We thought we’d ask Richard a few questions on his past experience of reactive planning.


So, you’ve mentioned you’ve experienced the reactive planning model, do any examples spring to mind?

The reactive planning, I have experienced in previous roles has caused a lot of stress. It’s hard to pinpoint one example, as this mind-set creeps into every aspect of a company if it’s not recognised; and soon it’s the norm.

When David Allen was talking he speaks a lot about methodology and ‘getting things done’ or GTD for short. He often says “we can’t reduce the amount of workload that much, so how do we deal with it?” His first policy is “get it out of your head”. Our brains are for having ideas not keeping them.  If you try and store everything, you don’t allow space to think.  If you continually keep “what’s happened before” thoughts, it causes a reaction, resulting in a big panic when something has gone wrong or something is perceived to have gone wrong.  When we panic we don’t go for natural methods like brainstorming. A lot of the time people say “we’ve got to do a spreadsheet”, but there is no room for dumping ideas and then sorting them, it’s always got to be a perfect formed plan first time around.
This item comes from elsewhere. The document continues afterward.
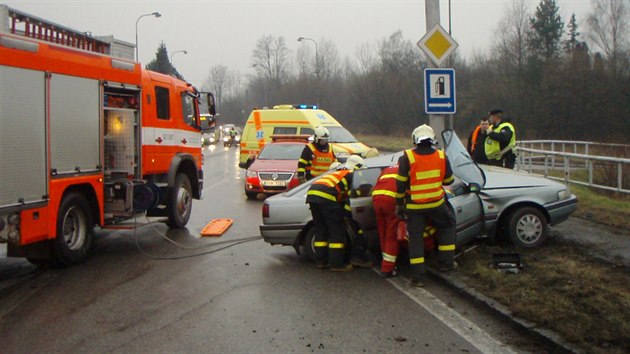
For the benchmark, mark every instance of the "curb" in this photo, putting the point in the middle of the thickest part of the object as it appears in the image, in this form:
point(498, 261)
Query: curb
point(549, 337)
Politics plays an awfully big part of it too. Politics is an essential part of governing anything, but when people aren’t thinking straight they’re not thinking “how do we get this done” they’re thinking “how do I cover myself” because someone else is going to see this. They may as well forget about it at that point, they have lost the purpose, the objective, the why, and they are just panicking to get anything down. On the surface, they think they have to go in a certain direction to get things done but in reality, they are going in the opposite direction.


How did that lack of planning make you feel in the work environment?

In 2013 I was overwhelmed, and that’s when I lost my hair! It was quite traumatic, but I didn’t feel the trauma until it came to a head one day (pun unintended), and the stress just broke me.

Over Christmas, I went to my then girlfriend’s house (who is now my wife – bless her) and I was having a shower. I looked at my arms and I thought how am I growing all this hair? I thought I was turning into a werewolf! I touched my head and all my hair was just coming off and it was just the stress. You can get to the point where there is so much waiting and demand on your attention and don’t know where to start.

There’s the stress aspect but there is also the aspect of feeling like I am always doing the wrong thing. For every one thing (I was doing), even if I was doing it right, there were 15 things I wasn’t doing, so, my mind was on those other things and not the task in hand.


What would be your top tips for creating a healthy planning environment?

If you have a trusted system for managing what work you have, you should be able to dump what’s in your mind into that system, whether that’s on paper or in an app. You should put it there to be able to focus on what you’ve got to do. So the first thing they do is what David Allen calls the “mind sweep” – take some time to list everything you’ve got to do and then you organise it, putting it into projects (which is anything that needs more than two steps). Organise it that way and identify your next actions and just work through that.

The way I work now is definitely agile; it’s good as a way of working. I think we have to take responsibility for our actions too – my manager makes it clear what needs to be done but he leaves it to me to prioritise.  If I have too many projects and I don’t know what’s important I can go back to my manager for guidance.

Involve other people for decision making too.  At Source I get the sense of what is more important as they explain why something is needed. We know what we are supposed to be doing but we don’t always know why.  Having the context and the bigger picture helps to alleviate the panic and feeling of being overwhelmed, and this allows you to think clearer.